RFPs aren’t going away, and there are two ways for salespeople to approach them:
- Passively – in this capacity, salespeople are nothing more than facilitators, waiting for an RFP to drop in their inbox, so they can get it off to the folks who write the proposals. When complete, they email the proposal back to procurement and hope to win. They give first responders a bad name!
- Proactively – in this capacity, they regularly meet and develop relationships with the appropriate CxO’s and Sr VP’s of manufacturing, engineering, design, IT, IS, Finance, Marketing, HR, R&D, Operations, Facilities, Fulfillment, Distribution, Sales, Learning and Development, Enablement, and any other organizational head they might possibly sell to. They become a resource, an asset, a partner and not only help write the specifications of the next RFP, but write the specs in such a way that they are the only company that can win the business.
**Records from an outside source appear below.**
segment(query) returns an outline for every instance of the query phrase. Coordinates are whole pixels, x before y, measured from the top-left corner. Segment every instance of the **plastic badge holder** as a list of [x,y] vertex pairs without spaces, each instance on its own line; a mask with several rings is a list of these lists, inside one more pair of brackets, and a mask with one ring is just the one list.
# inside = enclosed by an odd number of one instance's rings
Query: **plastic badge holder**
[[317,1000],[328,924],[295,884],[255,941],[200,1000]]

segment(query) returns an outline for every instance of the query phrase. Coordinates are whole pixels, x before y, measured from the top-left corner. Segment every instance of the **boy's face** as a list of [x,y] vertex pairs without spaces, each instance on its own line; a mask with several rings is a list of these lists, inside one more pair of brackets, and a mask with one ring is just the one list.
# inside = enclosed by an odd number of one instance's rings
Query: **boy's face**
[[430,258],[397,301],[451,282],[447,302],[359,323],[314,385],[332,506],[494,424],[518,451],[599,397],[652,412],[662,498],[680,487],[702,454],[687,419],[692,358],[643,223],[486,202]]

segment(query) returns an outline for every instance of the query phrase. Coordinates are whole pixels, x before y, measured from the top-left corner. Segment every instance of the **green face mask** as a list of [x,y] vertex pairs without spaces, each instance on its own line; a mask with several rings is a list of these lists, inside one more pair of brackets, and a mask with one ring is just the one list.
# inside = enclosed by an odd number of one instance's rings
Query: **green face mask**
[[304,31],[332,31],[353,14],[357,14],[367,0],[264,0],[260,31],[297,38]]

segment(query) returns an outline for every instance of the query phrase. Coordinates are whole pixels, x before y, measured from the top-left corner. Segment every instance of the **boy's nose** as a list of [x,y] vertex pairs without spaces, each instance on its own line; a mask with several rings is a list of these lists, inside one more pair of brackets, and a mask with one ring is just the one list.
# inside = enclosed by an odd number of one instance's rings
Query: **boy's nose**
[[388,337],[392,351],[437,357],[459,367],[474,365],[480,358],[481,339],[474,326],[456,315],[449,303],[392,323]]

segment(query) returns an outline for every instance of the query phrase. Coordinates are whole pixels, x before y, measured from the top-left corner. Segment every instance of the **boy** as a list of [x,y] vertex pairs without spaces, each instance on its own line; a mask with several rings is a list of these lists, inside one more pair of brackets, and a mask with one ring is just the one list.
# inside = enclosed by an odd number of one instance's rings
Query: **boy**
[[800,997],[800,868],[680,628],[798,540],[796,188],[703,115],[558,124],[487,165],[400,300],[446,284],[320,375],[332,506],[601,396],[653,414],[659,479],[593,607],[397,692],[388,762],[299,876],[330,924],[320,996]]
It seems obvious, doesn’t it? Option 1 is stupid and Option 2 is brilliant. But if option 2 is so brilliant and obvious, then why do so many salespeople become so defensive and remain dug in to option 1?
Their most common response is, “That doesn’t work in our business.” Or, “This is how it’s always been done.” Or, “If you want to do business with XYZ then you have to play by their rules.”
Procurement is focused on price and while there are certainly a small percentage of exceptions, lowest price is their priority. Think Boeing. That a company would prioritize price over mission critical components or kits is disgraceful, but what if it wasn’t company policy? What if it was simply heavy-handed procurement not understanding that it costs more to support “mission critical?” And what about the salespeople that knew and fell into procurement’s trap, afraid of risking the business (that they didn’t have) for attempting to meet with decision makers from engineering and manufacturing and quality control. When you partner with those decision makers, they write you into the spec and/or dictate to procurement to whom the business must be awarded.
When training and coaching salespeople, the theory of how to sell to companies that buy via the RFP process is not enough. At Kurlan, we role-play each scenario in order to demonstrate what good conversations sounds like. But salespeople who have never attempted option 2, and whose experience is limited to option 1, are unable to play the part of the prospect in an option 2 role play because they can’t wrap their heads around the possibility that option 2 is possible. Not only that, their responses are limited to what they have heard from controlling, territorial, price-sensitive, procedure-dedicated, power-hungry procurement people who don’t play nice with salespeople. Unfortunately, those responses never fit the new dialog we share with them.
So who are the salespeople that defend the status quo of option 1?
Most frequently, they are weak salespeople who have low scores in the following Sales Core Competencies (click here to see all 21 Sales Core Competencies):
- Commitment to Sales Success
- Reaches Decision Makers
- Consultative Seller
- Value Seller
- Qualifier
- Supportive Beliefs
- Sales Process
Using data from Objective Management Group, who has assessed more than 2.5 million salespeople, I created the table below to show the difference between the top 5% of salespeople, who choose option 2, and the bottom 50% of salespeople who choose option 1.
I took the average of the differences between the top 5% and the weakest 50% and determined that the top 5% are 7562% more effective than the bottom 50% in the competencies that impact winning RFPs. But which came first, the chicken or the egg? In other words, are the bottom 50% where they are because of how they score in those competencies, or do they score in the bottom 50% in those competencies because of the what they believe and how they approach selling? If you change their beliefs, you change their approach, their skills and their results. But there’s a problem.
The first column shows that only 42% of the bottom half of all salespeople are committed to their own personal sales success. That means 58% of the bottom half lack the commitment necessary to change their beliefs, change their approach, and develop their skills. What should a company do with those salespeople?
Many companies struggle to answer that question but it’s easy for me to answer. Replace them!
Chances are, the company will do no worse without the RFP facilitators than with them so hiring stronger salespeople, who have the capabilities to reach decision makers instead of procurement folks, will be a huge and welcome upgrade. Use OMG’s Sales Candidate Assessments to assure that you are interviewing candidates with those capabilities.
RFPs may not be going away but the salespeople who fearfully and lazily facilitate RFPs should go away.